Rares sont devenues les vraies activités qui, comme la chasse à courre, mêlent avec autant de force une si large palette de la population, d’un extrême à l’autre de l’échelle sociale.

Les sociologues de renom Pinçon-Charlot ont mené une vaste enquête de terrain en suivant des équipages de la France entière au fil de plusieurs saisons. Leur étude démontre de manière frappante les liens humains formidables créés et entretenus tout au long de l’année par les équipages de grande et petite vènerie mêlant « des ducs et des ouvriers, des banquiers et des cantonniers, des jeunes et des vieux, des hommes et des femmes. »[1]

En France, en ce début de XXIe siècle, veneurs ruraux et habitants des villes partagent leur grande connaissance de la nature au service d’une chasse loyale, ouverte à tous, dans une rare atmosphère de convivialité.

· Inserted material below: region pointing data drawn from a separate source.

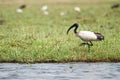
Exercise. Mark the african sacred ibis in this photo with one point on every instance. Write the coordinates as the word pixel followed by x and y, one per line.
pixel 20 9
pixel 86 36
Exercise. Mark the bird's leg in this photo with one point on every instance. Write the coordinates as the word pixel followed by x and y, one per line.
pixel 88 47
pixel 83 44
pixel 91 44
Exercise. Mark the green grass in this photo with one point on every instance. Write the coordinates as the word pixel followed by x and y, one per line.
pixel 35 37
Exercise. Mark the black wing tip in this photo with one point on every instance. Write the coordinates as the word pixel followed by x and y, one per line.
pixel 22 6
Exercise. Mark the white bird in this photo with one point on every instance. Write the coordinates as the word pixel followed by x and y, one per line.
pixel 44 8
pixel 46 12
pixel 62 13
pixel 87 36
pixel 19 11
pixel 77 9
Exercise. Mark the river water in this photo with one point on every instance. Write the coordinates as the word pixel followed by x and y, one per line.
pixel 61 71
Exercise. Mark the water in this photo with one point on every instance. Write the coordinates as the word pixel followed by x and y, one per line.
pixel 54 71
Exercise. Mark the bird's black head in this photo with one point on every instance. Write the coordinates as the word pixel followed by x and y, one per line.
pixel 74 25
pixel 22 6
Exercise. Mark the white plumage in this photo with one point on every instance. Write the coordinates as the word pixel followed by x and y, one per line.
pixel 77 9
pixel 19 11
pixel 86 36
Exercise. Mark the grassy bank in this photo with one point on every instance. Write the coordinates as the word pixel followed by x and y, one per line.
pixel 35 37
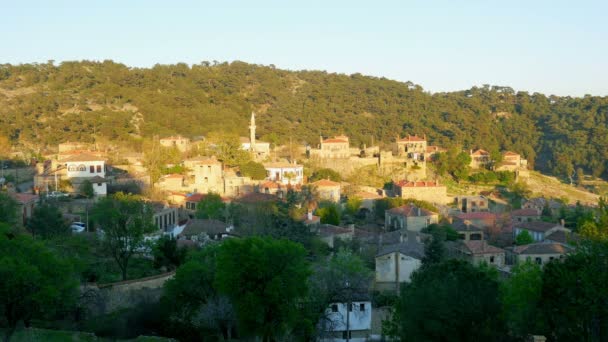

A l’heure où elle n’a jamais été aussi décriée, incomprise, menacée, la vènerie porte, plus que jamais, un message à transmettre : la preuve d’une possible réconciliation de nos rapports sociaux.

Notre société devrait trouver dans cette institution vivante qui a traversé les âges une invitation à connaître et estimer nos riverains, renouer une proximité avec la nature, à s’émerveiller devant la vie du monde sauvage, retrouver la douceur et la courtoisie dans nos rapports humains, à nous réconcilier avec notre patrimoine culturel et les valeurs oubliées de notre vieille civilisation.

[1] PINÇON, Michel, PINÇON-CHARLOT, Monique, La chasse à courre. Ses rites et ses enjeux, Paris, Payot et Rivages, 1993, p. 155 (réédition, Paris, Petite Bibliothèque Payot, n° 269, 1995, 308 p.).